November 7th: Barely clipped gas station bollard while turning out of a tight Diesel refueling area pulling the travel trailer. Luckily just cracked the electrical cover plate. This could have been much worse. Until we get a new cover, we have resorted to a makeshift plastic bag and have been blessed with very little rain.
The finish on the bathroom door is peeling off by the doorknob.
The floor grates are not designed for everyday traffic even though they are in high traffic areas. Sarah sourced and replaced the most offensive grates in the bathroom and master bedroom with a heavier grade.

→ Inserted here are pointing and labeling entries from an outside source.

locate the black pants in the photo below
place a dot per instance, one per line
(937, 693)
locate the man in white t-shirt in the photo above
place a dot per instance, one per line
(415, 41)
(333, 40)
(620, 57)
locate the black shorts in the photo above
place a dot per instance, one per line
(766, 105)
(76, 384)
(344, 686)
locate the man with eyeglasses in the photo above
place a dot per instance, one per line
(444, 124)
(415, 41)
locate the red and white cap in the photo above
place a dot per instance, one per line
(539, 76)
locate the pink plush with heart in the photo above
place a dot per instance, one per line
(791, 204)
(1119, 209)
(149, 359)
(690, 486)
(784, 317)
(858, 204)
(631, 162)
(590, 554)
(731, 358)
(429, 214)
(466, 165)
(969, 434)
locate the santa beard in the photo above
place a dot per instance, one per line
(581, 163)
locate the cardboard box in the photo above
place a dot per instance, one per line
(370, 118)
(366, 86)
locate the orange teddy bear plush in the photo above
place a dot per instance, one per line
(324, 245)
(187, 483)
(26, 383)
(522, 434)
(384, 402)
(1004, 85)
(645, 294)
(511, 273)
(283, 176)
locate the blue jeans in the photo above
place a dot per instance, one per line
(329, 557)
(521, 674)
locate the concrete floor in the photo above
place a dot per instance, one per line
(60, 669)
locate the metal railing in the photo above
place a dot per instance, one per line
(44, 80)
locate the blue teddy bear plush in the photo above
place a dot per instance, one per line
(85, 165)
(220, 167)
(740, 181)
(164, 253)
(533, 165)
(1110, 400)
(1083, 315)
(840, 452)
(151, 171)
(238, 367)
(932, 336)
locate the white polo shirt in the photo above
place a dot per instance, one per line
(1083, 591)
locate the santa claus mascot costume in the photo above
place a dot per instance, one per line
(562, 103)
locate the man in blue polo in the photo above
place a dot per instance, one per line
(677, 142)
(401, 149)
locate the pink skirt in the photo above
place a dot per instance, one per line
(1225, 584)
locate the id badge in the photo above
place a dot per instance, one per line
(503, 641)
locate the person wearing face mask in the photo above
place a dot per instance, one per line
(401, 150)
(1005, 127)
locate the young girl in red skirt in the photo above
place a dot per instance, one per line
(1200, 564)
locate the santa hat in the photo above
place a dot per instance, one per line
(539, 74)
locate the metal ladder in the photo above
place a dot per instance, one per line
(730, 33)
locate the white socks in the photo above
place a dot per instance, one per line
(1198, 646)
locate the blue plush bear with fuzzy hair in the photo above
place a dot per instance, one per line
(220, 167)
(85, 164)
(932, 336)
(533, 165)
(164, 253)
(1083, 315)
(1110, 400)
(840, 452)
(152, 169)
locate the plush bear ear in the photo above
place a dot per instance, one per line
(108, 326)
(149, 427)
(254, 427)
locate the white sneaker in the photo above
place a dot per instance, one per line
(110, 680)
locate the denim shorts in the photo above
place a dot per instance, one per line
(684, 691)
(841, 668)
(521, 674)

Command strips are strong enough to pull off the wallpaper. We have had to do some cosmetic repairs when the Command strips won the battle.
Although things continue to inevitably fall apart, we are grateful it hasn’t been anything significant. On the positive side, we have had many opportunities to practice our engineering, visit hardware stores and my apprentices have started to learn how to repair things on their own. Things change, we can either go with it or let it break us. Maybe I have spent too much time with my surfing buddies in California, but we are just going with the flow dude.
This post is a little out of sync, but I wanted to put it out there.
If you are traveling from the Tucson, Arizona area to Carlsbad, New Mexico, you may go through Texas! Geography is a crazy thing.
We drove through El Paso on our way. If you have a larger RV/Trailer, especially a diesel, stop to get fuel right by/in El Paso! There is literally nothing for over 100 miles (no bathrooms, no diesel) once you drive out of town. There were maybe a few small gas stations, but no diesel and nothing we would fit into. Please make sure to fill your tank completely full and also fill a back-up container of fuel.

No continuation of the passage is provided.